In November 2023, we reported on questionable claims made by marketing firm Cox Media Group (CMG) Local Solutions. The company advertised a service called Active Listening on a website, saying, “It’s true. Your devices are listening to you” and claiming it could use “voice data” to help advertisers target ads to specific people.
Naturally, panic ensued. For example, 404 Media, which initially viewed the website, wrote that the idea of smartphones listening to people sell products “may finally be a reality.”
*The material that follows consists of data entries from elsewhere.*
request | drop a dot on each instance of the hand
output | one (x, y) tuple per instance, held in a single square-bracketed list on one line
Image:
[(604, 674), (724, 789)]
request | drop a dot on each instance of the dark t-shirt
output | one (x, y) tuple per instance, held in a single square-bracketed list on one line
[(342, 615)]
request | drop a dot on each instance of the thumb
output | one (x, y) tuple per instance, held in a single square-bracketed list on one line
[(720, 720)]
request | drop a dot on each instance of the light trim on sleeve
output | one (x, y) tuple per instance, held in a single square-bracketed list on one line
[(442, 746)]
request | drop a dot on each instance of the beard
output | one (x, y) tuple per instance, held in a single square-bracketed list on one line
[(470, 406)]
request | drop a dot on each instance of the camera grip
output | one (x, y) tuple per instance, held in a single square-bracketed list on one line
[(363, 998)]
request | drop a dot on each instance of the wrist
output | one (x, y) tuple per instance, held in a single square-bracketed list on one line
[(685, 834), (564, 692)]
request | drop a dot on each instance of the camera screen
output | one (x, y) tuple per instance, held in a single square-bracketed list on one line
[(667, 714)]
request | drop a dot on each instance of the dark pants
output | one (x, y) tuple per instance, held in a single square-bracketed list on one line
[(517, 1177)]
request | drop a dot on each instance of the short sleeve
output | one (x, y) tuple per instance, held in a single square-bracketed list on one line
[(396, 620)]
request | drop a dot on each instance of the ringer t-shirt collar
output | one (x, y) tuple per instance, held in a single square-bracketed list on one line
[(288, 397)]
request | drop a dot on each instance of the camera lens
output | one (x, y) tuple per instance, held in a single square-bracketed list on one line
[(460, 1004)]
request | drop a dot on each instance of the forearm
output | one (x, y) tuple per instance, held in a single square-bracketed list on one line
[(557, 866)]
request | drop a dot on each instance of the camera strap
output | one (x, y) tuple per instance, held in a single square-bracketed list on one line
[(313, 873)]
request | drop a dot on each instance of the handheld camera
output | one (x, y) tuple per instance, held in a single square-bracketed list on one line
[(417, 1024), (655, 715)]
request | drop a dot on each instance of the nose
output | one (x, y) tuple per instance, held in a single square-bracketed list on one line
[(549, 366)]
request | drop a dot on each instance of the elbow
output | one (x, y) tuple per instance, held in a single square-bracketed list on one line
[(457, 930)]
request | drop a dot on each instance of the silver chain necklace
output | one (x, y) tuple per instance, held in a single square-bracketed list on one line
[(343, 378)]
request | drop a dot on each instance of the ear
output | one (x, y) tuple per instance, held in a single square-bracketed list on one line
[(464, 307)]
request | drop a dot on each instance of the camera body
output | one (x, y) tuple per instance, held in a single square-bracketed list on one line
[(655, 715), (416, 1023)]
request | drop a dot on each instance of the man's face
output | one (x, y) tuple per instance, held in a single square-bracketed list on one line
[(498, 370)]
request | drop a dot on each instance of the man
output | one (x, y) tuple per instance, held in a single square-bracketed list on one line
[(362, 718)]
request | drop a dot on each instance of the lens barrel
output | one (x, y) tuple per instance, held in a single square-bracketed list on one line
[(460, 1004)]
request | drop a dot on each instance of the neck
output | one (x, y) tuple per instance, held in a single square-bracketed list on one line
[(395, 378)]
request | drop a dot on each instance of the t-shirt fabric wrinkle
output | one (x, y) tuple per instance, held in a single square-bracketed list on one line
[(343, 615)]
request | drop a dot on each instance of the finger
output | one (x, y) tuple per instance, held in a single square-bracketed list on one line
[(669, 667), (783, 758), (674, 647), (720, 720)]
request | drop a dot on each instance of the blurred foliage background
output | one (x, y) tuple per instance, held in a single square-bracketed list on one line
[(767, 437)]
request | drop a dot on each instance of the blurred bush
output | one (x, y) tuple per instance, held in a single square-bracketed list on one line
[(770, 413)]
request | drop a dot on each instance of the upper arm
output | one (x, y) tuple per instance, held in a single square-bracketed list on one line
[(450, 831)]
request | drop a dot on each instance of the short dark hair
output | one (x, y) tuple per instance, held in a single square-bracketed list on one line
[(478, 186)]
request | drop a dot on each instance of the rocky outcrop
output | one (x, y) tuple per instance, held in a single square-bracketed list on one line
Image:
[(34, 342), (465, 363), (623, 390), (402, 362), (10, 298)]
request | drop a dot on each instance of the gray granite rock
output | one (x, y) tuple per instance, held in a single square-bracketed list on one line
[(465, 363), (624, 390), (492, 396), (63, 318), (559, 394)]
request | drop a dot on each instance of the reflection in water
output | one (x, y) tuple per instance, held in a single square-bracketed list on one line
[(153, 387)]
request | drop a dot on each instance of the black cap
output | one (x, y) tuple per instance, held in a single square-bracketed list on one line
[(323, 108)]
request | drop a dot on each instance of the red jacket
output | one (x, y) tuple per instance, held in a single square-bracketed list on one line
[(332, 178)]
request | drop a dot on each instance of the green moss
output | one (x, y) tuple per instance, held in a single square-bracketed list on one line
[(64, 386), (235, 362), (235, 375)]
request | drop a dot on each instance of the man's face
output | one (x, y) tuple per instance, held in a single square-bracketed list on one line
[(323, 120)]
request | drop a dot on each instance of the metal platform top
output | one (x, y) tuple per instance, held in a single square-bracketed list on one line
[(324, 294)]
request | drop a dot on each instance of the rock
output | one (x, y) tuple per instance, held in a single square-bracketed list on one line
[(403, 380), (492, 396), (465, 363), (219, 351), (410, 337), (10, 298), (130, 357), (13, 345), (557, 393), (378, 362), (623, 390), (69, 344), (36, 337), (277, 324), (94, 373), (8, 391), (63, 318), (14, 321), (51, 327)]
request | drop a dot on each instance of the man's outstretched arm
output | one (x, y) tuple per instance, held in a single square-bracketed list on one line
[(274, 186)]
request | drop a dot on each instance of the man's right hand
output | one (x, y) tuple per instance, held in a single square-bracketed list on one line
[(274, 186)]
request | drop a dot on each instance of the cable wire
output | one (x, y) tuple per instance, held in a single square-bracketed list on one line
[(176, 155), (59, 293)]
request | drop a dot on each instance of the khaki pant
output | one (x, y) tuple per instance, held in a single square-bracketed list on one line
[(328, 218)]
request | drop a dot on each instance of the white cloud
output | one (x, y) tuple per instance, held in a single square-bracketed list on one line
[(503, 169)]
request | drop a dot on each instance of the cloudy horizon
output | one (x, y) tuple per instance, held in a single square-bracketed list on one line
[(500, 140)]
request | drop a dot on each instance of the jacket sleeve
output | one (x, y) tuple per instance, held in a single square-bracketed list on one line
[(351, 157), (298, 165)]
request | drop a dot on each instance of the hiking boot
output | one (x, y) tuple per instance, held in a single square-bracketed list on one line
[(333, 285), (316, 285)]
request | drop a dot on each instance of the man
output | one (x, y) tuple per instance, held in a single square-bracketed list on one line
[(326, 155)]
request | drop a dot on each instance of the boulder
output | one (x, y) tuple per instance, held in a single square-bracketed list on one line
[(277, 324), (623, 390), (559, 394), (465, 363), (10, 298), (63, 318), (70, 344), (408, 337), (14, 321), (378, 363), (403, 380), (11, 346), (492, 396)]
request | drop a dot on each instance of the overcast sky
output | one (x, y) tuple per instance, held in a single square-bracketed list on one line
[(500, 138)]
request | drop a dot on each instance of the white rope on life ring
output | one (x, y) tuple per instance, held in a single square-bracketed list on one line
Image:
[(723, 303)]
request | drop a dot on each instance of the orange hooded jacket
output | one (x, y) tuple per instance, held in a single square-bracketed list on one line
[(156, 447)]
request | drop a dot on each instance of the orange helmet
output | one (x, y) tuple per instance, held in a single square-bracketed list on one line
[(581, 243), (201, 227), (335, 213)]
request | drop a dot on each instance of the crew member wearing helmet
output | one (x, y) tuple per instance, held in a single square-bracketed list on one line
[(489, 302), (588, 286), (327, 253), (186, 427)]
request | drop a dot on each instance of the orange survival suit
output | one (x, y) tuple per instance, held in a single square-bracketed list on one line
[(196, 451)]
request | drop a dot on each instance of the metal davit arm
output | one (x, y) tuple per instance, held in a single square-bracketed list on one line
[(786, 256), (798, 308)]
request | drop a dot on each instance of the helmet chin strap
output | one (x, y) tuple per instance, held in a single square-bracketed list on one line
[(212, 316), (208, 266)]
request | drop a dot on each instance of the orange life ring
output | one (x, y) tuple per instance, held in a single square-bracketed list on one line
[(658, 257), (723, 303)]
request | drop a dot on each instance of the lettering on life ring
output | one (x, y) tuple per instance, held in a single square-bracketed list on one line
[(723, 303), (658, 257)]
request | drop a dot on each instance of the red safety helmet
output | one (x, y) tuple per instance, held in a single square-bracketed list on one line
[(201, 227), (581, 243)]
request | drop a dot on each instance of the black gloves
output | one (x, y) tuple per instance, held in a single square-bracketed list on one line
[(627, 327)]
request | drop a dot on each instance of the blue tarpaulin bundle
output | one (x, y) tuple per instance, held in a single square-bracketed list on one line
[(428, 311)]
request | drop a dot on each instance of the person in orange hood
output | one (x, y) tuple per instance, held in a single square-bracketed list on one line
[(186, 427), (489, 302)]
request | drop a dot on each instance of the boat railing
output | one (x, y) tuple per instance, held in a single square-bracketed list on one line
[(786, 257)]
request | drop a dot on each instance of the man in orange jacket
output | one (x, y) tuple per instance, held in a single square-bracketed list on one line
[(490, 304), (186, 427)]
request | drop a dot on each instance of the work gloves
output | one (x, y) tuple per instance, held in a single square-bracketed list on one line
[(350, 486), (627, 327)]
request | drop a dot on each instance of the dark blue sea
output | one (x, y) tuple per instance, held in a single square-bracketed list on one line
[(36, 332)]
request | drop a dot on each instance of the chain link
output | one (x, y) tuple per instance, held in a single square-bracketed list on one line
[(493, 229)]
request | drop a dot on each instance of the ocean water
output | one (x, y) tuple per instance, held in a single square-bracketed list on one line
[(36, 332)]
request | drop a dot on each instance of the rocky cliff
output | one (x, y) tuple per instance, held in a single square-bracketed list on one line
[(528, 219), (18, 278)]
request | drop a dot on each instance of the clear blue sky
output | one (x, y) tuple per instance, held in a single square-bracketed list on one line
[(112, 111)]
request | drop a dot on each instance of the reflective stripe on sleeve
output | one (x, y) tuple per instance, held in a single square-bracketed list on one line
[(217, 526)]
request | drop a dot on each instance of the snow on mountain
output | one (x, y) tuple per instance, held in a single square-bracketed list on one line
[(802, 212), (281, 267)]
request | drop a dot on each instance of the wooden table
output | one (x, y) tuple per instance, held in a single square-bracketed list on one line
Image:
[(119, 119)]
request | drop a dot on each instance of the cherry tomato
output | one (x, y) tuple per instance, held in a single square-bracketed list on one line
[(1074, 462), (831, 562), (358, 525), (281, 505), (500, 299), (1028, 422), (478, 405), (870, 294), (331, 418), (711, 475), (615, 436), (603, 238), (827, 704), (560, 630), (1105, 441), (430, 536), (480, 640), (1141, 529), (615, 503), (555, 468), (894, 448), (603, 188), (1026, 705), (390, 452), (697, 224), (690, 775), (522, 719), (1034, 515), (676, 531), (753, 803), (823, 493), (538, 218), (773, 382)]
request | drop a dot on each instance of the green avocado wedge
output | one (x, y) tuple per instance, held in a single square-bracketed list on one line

Screenshot taken from a webpage in 2023 that has been removed by CMG.
Screenshot taken from a webpage in 2023 that has been removed by CMG.
Credit: Ars Technica via CMG Local Solutions
According to a since-deleted CMG blog post from November 2023 (still viewable via the Internet Archive’s Wayback Machine), the idea of a marketing firm using AI to “detect relevant interactions through smartphones, smart TVs and other devices” in real time has raised concerns.
But it was also clear that CMG’s claims were unlikely to be true. The company never explained how it could remotely extract enough computing and networking power from users’ devices to secretly capture and send voice recordings in “real time” or gain more intimate access to people’s homes than law enforcement could without a warrant.
This week, the Federal Trade Commission (FTC) announced that CMG would pay $880,000 to settle the FTC’s allegations that CMG had “falsely” claimed that it would “offer an AI-powered service that could target localized advertisements based on interactions taken from consumers’ smart devices and whether consumers opted into such targeting.”
The money will be given to affected customers, the FTC said.
The FTC’s announcement reads:
according to [FTC-filed] According to the complaints, in fact, the service did not listen to consumers’ conversations or use voice data at all – nor did the service place ads precisely where customers wanted them. Instead, the service provided by the companies consisted of the resale of significantly marked-up email lists obtained from other data brokers.
After working with CMG, two marketing companies, Wisconsin-based 1010 Digital Works LLC and New Hampshire-based MindSift LLC, will each be paid $25,000.
In its since-deleted blog from 2023, CMG claimed that Active Listening relied on an unnamed CMG partner who had “increased ability to access microphone data on the device”. But when we first covered Active Listening, a company spokesperson admitted to Ars that CMG “does not listen to any conversations or have access to anything beyond the aggregated, anonymized, and fully encrypted data sets of third parties that may be used for ad placement.”